This morning’s retail sales figure from the Census Bureau shows a Y/Y increase (unadjusted) of only 1.79%. That is the second worst month since the recovery took hold in later 2009. The worst month was actually last month, which means the current condition in retail trade is, by far, the worst two months since the Great Recession.

ABOOK Apr 2013 Retail Sales Recovery Term

In fact, as I pointed out last month, retail sales are at levels consistent with overall recession and look nothing like a forward moving economy (recovery or otherwise).

ABOOK Apr 2013 Retail Sales Longer Term

From March 2010 thru May 2012, the average Y/Y increase was 7.11%. During the height of the housing bubble (’03-’06), the average was 6.38%. Right now the 6-month average is below 3.6%, and is on track to fall rapidly into 2013. The last time the 6-month average was below 3.6% was April 2008. As is the case with each economic contraction, nominal sales begin to lag established trends and then fall further and further behind.

ABOOK Apr 2013 Retail Sales Trend Unadj

Removing food services and autos, retail trade so far in 2013 is contracting in real terms. No doubt that is the prime reason for the decline in retail trade jobs shown in the March employment report, indicating that businesses are beginning to react to sales.

ABOOK Apr 2013 Retail Sales ex Auto

Even in the Motor Vehicle trade, the one single bright spot in the entire “recovery” period, there has been a noticeable slowing toward the end of 2012 that has remained in early 2013.

ABOOK Apr 2013 Retail Sales Mot Veh

And largely confirming the disaster in PC sales (and weakness in mobile phones) that I noted yesterday, electronic and appliance stores continue to struggle, declining 4.47% Y/Y in March after falling 2.43% in February. There have been only two monthly increases in the segment in the past twelve months.

ABOOK Apr 2013 Retail Sales Elect Appliances

The slowing and contraction in real growth of retail sales is pretty much broad-based. In the past four months, general merchandise stores have seen declines of 3.7%, 3.3%, 5.1% and 3.6%. These stores are certainly losing market share to online retailers, but the overall growth in these nonstore retailers is not making up the difference. Combining the two segments we see that the overall downward trend is unmistakable.
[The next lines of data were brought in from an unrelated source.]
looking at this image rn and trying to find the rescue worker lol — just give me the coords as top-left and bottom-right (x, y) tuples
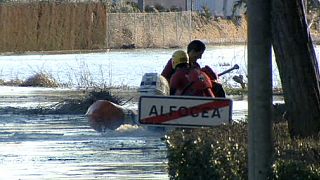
(169, 50), (215, 97)
(161, 40), (226, 97)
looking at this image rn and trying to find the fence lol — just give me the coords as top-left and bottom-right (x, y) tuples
(0, 2), (195, 52)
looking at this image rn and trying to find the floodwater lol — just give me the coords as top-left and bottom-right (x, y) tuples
(0, 86), (168, 179)
(0, 45), (260, 88)
(0, 86), (250, 179)
(0, 45), (318, 179)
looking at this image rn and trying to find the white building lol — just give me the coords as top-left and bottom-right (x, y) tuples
(189, 0), (246, 17)
(114, 0), (246, 18)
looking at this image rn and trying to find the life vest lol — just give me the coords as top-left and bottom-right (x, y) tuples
(201, 65), (218, 80)
(170, 68), (214, 97)
(184, 68), (214, 97)
(169, 68), (189, 95)
(201, 65), (226, 97)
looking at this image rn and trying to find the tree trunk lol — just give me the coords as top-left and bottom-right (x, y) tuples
(271, 0), (320, 138)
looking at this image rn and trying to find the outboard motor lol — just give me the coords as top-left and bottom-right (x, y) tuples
(138, 73), (169, 96)
(137, 73), (170, 132)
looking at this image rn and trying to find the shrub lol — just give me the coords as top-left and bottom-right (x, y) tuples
(169, 6), (181, 12)
(144, 5), (156, 13)
(198, 6), (213, 23)
(154, 4), (166, 12)
(109, 2), (140, 13)
(272, 160), (320, 179)
(165, 122), (248, 179)
(21, 72), (59, 87)
(165, 122), (320, 179)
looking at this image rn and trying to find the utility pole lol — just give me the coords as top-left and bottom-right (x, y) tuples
(247, 0), (273, 179)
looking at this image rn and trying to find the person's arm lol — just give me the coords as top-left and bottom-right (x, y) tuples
(161, 59), (174, 82)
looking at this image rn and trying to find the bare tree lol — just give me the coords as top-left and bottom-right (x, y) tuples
(271, 0), (320, 138)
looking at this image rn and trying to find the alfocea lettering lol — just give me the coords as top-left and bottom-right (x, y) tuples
(148, 105), (221, 118)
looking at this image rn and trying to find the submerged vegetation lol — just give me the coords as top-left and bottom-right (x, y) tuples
(0, 88), (123, 115)
(45, 89), (123, 114)
(0, 72), (58, 87)
(0, 71), (124, 115)
(21, 73), (59, 87)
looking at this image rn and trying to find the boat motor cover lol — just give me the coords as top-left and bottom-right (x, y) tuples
(138, 73), (169, 96)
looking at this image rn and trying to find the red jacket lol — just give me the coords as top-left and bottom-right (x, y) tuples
(162, 59), (225, 97)
(170, 68), (214, 97)
(161, 59), (218, 82)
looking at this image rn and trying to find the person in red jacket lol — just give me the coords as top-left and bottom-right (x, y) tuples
(169, 50), (215, 97)
(161, 40), (225, 97)
(161, 40), (207, 81)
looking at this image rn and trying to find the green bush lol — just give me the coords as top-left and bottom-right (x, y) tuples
(198, 6), (212, 23)
(272, 160), (320, 180)
(154, 4), (166, 12)
(165, 122), (320, 179)
(165, 122), (248, 179)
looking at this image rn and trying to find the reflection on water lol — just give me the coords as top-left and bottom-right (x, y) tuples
(0, 114), (168, 179)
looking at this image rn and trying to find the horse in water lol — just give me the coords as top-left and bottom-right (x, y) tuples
(86, 100), (137, 132)
(86, 73), (169, 132)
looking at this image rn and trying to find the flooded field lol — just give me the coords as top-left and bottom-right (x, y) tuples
(0, 86), (252, 179)
(0, 45), (309, 179)
(0, 46), (254, 88)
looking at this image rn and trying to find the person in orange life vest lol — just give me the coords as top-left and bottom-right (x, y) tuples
(161, 40), (226, 97)
(161, 40), (207, 82)
(169, 50), (215, 97)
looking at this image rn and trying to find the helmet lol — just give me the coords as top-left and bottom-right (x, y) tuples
(172, 50), (189, 69)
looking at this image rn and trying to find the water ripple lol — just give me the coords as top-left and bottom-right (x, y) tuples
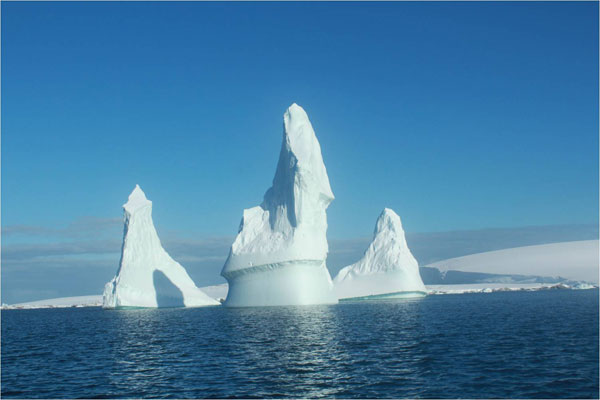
(2, 290), (598, 398)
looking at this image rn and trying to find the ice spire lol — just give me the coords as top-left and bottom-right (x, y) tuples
(221, 103), (338, 307)
(123, 184), (151, 213)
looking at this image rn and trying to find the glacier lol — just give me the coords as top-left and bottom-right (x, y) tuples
(103, 185), (219, 308)
(425, 240), (599, 284)
(333, 208), (427, 300)
(221, 103), (338, 307)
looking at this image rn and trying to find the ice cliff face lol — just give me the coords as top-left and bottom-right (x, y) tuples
(333, 208), (427, 299)
(103, 185), (219, 308)
(221, 103), (338, 307)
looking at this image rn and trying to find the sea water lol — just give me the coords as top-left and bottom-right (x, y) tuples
(2, 289), (598, 398)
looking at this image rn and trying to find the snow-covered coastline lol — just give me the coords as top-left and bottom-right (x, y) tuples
(427, 282), (597, 295)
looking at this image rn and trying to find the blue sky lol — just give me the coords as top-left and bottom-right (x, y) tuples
(2, 2), (598, 303)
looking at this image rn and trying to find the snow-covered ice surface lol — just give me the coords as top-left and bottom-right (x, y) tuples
(425, 240), (599, 284)
(334, 208), (427, 300)
(103, 185), (219, 308)
(426, 282), (597, 295)
(2, 295), (103, 309)
(221, 104), (338, 307)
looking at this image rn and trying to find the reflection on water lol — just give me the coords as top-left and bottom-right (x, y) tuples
(2, 291), (598, 398)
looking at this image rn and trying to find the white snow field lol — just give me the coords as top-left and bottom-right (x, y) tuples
(221, 103), (338, 307)
(334, 208), (427, 300)
(2, 295), (103, 309)
(425, 240), (599, 284)
(103, 185), (219, 308)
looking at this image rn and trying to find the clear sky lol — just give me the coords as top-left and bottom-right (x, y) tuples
(1, 2), (598, 303)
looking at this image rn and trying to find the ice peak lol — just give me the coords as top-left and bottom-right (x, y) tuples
(284, 103), (307, 123)
(282, 103), (314, 162)
(124, 184), (151, 213)
(276, 103), (334, 203)
(375, 208), (404, 237)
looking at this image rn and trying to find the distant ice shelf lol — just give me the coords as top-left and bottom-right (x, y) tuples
(1, 295), (103, 309)
(426, 282), (597, 295)
(424, 240), (599, 284)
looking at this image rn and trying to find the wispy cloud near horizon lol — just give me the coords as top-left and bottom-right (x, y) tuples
(1, 219), (597, 304)
(2, 217), (122, 241)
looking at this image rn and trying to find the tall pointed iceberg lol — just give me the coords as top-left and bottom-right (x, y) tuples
(221, 103), (338, 307)
(103, 185), (219, 308)
(333, 208), (427, 299)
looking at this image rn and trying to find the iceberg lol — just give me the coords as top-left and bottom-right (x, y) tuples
(221, 103), (338, 307)
(103, 185), (219, 308)
(333, 208), (427, 300)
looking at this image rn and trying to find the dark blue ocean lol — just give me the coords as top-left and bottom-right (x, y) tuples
(2, 290), (598, 398)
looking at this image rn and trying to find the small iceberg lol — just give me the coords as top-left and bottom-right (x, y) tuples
(333, 208), (427, 300)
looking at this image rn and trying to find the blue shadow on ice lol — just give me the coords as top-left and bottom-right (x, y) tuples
(153, 270), (185, 308)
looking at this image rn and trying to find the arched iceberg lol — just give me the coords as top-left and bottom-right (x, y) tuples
(103, 185), (219, 308)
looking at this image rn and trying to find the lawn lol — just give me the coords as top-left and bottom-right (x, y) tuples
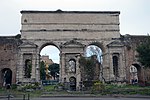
(0, 84), (150, 98)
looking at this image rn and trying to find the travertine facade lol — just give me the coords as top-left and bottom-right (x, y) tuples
(19, 10), (124, 89)
(0, 10), (149, 88)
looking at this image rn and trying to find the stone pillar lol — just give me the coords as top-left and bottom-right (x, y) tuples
(60, 53), (66, 82)
(31, 54), (36, 81)
(76, 54), (81, 90)
(101, 53), (109, 82)
(109, 53), (114, 81)
(18, 53), (24, 82)
(119, 53), (126, 81)
(35, 54), (40, 82)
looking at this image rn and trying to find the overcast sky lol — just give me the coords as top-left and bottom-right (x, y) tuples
(1, 0), (150, 63)
(0, 0), (150, 36)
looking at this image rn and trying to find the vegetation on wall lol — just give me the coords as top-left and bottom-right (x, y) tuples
(15, 34), (21, 39)
(136, 37), (150, 68)
(79, 55), (99, 81)
(79, 56), (95, 81)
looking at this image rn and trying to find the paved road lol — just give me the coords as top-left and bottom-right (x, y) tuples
(0, 97), (150, 100)
(31, 97), (150, 100)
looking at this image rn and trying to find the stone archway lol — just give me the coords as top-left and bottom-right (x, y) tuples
(18, 10), (125, 88)
(1, 68), (12, 87)
(84, 43), (104, 81)
(132, 64), (142, 83)
(39, 43), (60, 81)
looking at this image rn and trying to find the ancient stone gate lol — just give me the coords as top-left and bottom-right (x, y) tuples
(18, 10), (126, 89)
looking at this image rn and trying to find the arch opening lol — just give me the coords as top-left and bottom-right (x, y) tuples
(112, 54), (119, 78)
(85, 44), (103, 63)
(40, 45), (60, 82)
(131, 64), (142, 83)
(69, 76), (76, 91)
(1, 68), (12, 87)
(83, 44), (103, 81)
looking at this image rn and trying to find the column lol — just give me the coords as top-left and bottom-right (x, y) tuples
(31, 54), (36, 80)
(35, 54), (40, 82)
(76, 54), (81, 90)
(60, 53), (66, 82)
(119, 53), (125, 80)
(17, 52), (24, 83)
(109, 53), (114, 81)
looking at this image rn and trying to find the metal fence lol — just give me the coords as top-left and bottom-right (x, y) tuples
(0, 94), (30, 100)
(42, 80), (58, 85)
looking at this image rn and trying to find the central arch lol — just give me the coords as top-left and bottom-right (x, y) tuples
(84, 42), (104, 81)
(39, 42), (60, 83)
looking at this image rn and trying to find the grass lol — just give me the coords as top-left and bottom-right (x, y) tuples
(43, 85), (55, 91)
(0, 84), (150, 98)
(104, 84), (150, 95)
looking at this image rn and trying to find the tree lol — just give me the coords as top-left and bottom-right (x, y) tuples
(136, 37), (150, 68)
(40, 61), (46, 80)
(48, 63), (59, 80)
(85, 45), (106, 82)
(79, 56), (98, 81)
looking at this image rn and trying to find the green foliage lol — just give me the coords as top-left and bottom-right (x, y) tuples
(18, 82), (41, 91)
(136, 37), (150, 68)
(104, 84), (150, 95)
(53, 83), (65, 91)
(91, 81), (105, 92)
(15, 34), (21, 39)
(79, 56), (96, 80)
(40, 61), (46, 80)
(1, 84), (150, 96)
(48, 63), (59, 80)
(11, 84), (18, 89)
(43, 85), (55, 91)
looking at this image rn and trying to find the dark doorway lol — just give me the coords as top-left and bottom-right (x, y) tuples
(69, 77), (76, 91)
(132, 64), (142, 83)
(113, 55), (119, 77)
(1, 68), (12, 87)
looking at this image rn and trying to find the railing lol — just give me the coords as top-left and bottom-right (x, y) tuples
(42, 80), (59, 85)
(0, 94), (30, 100)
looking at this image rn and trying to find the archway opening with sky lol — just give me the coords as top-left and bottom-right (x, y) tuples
(40, 45), (60, 64)
(40, 45), (60, 81)
(85, 45), (103, 63)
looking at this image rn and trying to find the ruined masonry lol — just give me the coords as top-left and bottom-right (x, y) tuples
(0, 10), (149, 89)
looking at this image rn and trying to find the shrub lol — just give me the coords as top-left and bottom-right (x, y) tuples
(43, 85), (55, 91)
(17, 82), (41, 92)
(54, 83), (64, 91)
(11, 84), (18, 89)
(91, 81), (105, 92)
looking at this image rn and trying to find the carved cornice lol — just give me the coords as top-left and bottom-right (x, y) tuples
(107, 40), (124, 47)
(19, 42), (37, 48)
(60, 39), (85, 48)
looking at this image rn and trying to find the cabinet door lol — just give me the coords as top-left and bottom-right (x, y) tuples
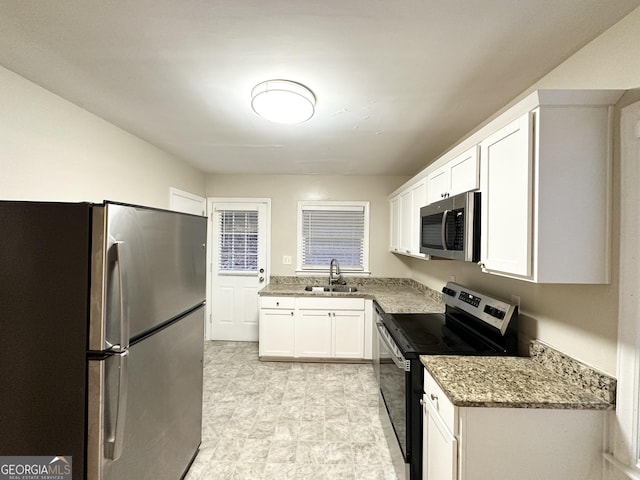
(332, 311), (365, 358)
(427, 167), (449, 204)
(449, 145), (479, 197)
(389, 195), (400, 253)
(399, 189), (413, 254)
(410, 180), (427, 256)
(259, 309), (295, 357)
(295, 311), (332, 357)
(427, 146), (479, 205)
(423, 395), (457, 480)
(480, 113), (533, 277)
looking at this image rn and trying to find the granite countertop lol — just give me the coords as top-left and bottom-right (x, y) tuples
(420, 355), (614, 410)
(261, 277), (616, 411)
(258, 277), (444, 314)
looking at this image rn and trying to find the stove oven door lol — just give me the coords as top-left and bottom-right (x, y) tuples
(376, 322), (410, 479)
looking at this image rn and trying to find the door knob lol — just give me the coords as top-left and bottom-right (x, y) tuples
(259, 276), (264, 282)
(259, 268), (264, 273)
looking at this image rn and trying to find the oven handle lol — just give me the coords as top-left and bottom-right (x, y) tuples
(376, 322), (410, 371)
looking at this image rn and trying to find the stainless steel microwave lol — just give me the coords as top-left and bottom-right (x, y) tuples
(419, 191), (480, 262)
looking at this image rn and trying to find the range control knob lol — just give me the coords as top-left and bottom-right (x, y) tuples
(442, 286), (456, 297)
(484, 305), (506, 319)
ABOOK Apr 2013 Retail Sales Genl + Nonstore

In nearly every segment we see the worst growth levels of the recovery. And that isn’t necessarily the correct frame of reference – as I noted above, these results are more recessionary than recovery or general growth. There is little ambiguity in these results – consumers are not spending enough to support the general economy and it is manifesting in broader terms.